It’s easy to feel like running off the operating table when you’ve just undergone local anesthesia and part of you is exposed. *raising my hand in guilt*
But how scary is acupuncture? The ancient art can’t be all that bad if it is still done today. Some supporters believe it cures every ailment. Others don’t want to try: the needles everywhere, feeling somewhat like me when I felt literally exposed.
The only way to learn for myself was asking West London acupuncturist Tamzin Freeman.
What’s it all about?
“The Chinese practiced acupuncture over two thousand years ago! They got it;’ we are just vibrating particles of energy. If people are just a ‘ball of energy.’ it makes sense that illness is a disruption of energy,” she says.
“To an acupuncturist, if we get ill, our energy is blocked. Go one further, if we are not attracting what we want in our lives, that too is an energetic block. So, change your internal energy and your health radiates, and your desires flourish. Acupuncture is a tool to rebalance your internal energy to achieve this.”
“In my own clinic, I find ‘stress’ is the common cause of all ailments.”
“Acupuncture works both on physical symptoms and emotional symptoms. Sometimes, feeling good is a weird sensation for those who are continually stressed. After treatment, a patient might say – ‘I just feel different … and somehow things are just flowing!'”
It’s a maze.
“Acupuncture,” Freeman tells me, “stimulates channels of energy (meridians), running through the body. Each meridian is named according to the organ whose energy influences it, so the Liver channel, Gall Bladder channel, Stomach channel, Heart channel, etc. Associated with each organ are a physiological function and an emotional pattern. So, for example, the Liver is associated with menstrual cramps, headaches, and feeling wound-up, angry or frustrated. Acupuncture will treat the Liver disharmony so the cramps, headaches and wound-up feelings disappear.”
A few conditions won’t find positive changes.
“There are few conditions that can’t be treated by acupuncture, WHO (the World Health Organisation) has a list of diseases or symptoms for which acupuncture has proven to be effective.”
But good news! She says many things can be helped with acupuncture!
“Commonly treated in my own clinic are: IBS, gynaecological issues, headaches, pain, anxiety and depression.”
ALL RIGHT! GET TO IT…What does it feel like? *gulp*
“You may feel a dull ache, or a tingle when the needle is inserted. The needle is very fine, about the width of a shaft of hair – finer than a pin. It bears no resemblance to a hypodermic needle, and any anticipated fears are unrealised. With the pins positioned, you will start to feel heavy and deeply relaxed – symptoms and anxiety melt away.”
All right. This sounds a lot better than being opened up on an operating table while awake! *relief*
What can we expect from treatment?
“You will generally notice a difference physically and emotionally from just one treatment.
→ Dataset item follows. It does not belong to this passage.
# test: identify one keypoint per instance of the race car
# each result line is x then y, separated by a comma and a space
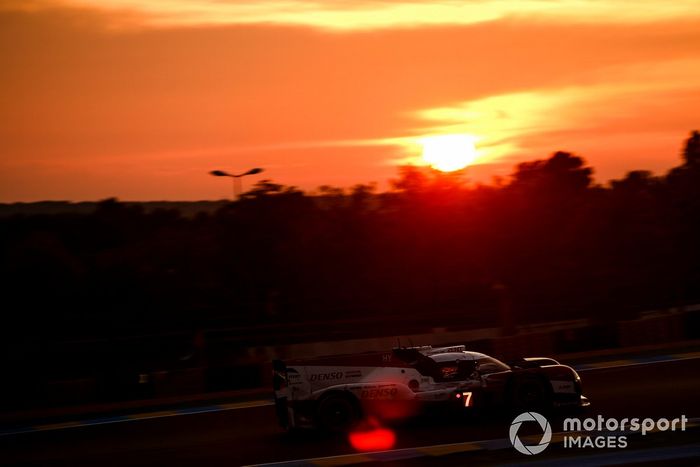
335, 392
For some the effect is immediate, for others it may take 24-48 hours. Depending on symptoms a series of treatments are recommended, each treatment building on the next.”
References and more information
Freeman recommended some additional resources for anyone thinking about the treatment.
“The British Acupuncture Council is the regulating body in the UK. They provide a list of qualified acupuncturists (a highly demanding, rigorous training of over 3,600 hours), they also provide further research on acupuncture for specific conditions,” she says.
I’ve always been interested in old Asian health methods, such as drinking oolong tea for health benefits and beauty. I’m willing to try acupuncture this year! What about you? Are you interested now that you read up on it?